Silver Spring, Maryland-based global mass media and entertainment company, Discovery Communications, Inc. (DISCA), has sealed a deal to supply its program to Wasu’s new digital subscription channel, Qui Suo. Wasu is a media and cable television company in China. However, the financial details of the deal were not revealed.
Discover Communications’ deal with Wasu seems to be the ideal platform for the former’s business expansion in China as the latter has nearly 20 million cable subscribers in China and also dominates the country’s video streaming market. Notably, according to iResearch, 450 million people watch online videos in China and the figure is expected to increase to 700 million by 2016.
We believe that Discovery Communications’ decision to enhance operations in China will improve the company’s revenues going forward. In the recently concluded quarter, Discovery Communications reported mixed financial results where the bottom surpassed the Zacks Consensus Estimate while the top line missed the same.
Discovery Communications achieved viewership growth for the fifth successive year. In the last five years, the company launched seven new channels in the U.S. Strong viewership ratings of several Discovery channels helped the company generate healthy advertising revenues.
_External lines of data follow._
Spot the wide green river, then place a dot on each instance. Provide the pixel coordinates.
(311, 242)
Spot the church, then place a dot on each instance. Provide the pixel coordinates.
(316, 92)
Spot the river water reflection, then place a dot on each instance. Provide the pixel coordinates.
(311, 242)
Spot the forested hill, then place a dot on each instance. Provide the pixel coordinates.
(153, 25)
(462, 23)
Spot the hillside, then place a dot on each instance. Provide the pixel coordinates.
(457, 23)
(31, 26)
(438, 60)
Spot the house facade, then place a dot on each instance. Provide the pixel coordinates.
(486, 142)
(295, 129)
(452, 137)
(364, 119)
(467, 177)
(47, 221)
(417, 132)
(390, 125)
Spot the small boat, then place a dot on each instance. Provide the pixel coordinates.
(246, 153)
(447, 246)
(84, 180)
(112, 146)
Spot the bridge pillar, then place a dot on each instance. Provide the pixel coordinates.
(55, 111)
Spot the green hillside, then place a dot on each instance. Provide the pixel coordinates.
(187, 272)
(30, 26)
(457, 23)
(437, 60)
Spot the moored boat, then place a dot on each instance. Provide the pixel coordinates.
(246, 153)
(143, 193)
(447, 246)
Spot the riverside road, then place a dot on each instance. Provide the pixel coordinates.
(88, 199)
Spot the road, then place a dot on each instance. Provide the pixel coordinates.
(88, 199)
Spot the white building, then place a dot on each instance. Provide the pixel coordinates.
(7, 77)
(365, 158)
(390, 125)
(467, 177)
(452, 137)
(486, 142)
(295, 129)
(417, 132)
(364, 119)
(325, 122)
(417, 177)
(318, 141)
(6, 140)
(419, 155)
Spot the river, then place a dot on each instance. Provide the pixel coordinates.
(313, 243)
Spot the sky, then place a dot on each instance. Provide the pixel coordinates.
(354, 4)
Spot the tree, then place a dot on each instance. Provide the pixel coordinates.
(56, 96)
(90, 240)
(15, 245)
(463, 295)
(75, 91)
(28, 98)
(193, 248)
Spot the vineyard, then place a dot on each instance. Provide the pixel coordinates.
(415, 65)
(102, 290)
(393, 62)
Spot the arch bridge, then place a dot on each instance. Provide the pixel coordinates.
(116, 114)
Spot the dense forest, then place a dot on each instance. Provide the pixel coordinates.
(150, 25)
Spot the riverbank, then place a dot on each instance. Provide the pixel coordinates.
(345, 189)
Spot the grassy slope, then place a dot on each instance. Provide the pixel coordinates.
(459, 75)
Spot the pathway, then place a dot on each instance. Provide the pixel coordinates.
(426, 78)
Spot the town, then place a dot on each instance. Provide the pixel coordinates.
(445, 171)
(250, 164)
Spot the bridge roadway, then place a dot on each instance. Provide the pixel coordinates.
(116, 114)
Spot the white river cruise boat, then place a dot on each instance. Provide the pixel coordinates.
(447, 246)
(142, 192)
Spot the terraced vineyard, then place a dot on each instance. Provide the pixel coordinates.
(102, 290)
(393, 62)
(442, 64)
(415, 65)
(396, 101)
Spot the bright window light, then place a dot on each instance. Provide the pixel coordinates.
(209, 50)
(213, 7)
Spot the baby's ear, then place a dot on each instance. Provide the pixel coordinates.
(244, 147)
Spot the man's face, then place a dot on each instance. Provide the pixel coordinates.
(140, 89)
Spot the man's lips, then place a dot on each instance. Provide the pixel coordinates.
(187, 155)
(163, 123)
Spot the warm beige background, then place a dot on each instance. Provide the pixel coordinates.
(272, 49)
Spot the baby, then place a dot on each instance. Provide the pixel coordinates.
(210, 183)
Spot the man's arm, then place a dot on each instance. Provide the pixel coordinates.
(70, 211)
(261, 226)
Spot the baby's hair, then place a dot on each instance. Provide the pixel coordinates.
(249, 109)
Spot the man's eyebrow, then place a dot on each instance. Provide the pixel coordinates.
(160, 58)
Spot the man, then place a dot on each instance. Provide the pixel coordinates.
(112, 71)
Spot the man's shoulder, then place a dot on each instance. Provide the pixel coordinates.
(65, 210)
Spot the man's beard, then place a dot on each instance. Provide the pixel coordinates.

Recently, Discovery Communications abandoned its plan to acquire Scripps Networks Interactive, Inc. (SNI). In Nov 2013, VARIETY reported that Discovery is considering a bid to acquire Scripps Networks. However, the discussion between the companies did not cross the preliminary stage as the family that controls Scripps Networks showed reluctance to the sale. The Scripps family owns a 43% stake in the company.
Other Stocks to Consider
Discover Communications currently has a Zacks Rank #3 (Hold). Other better-ranked stocks in the television broadcasting industry which are worth considering include Entravision Communications Corporation (EVC) and Phoenix New Media Limited (FENG). Both the stocks carry a Zacks Rank #2 (Buy).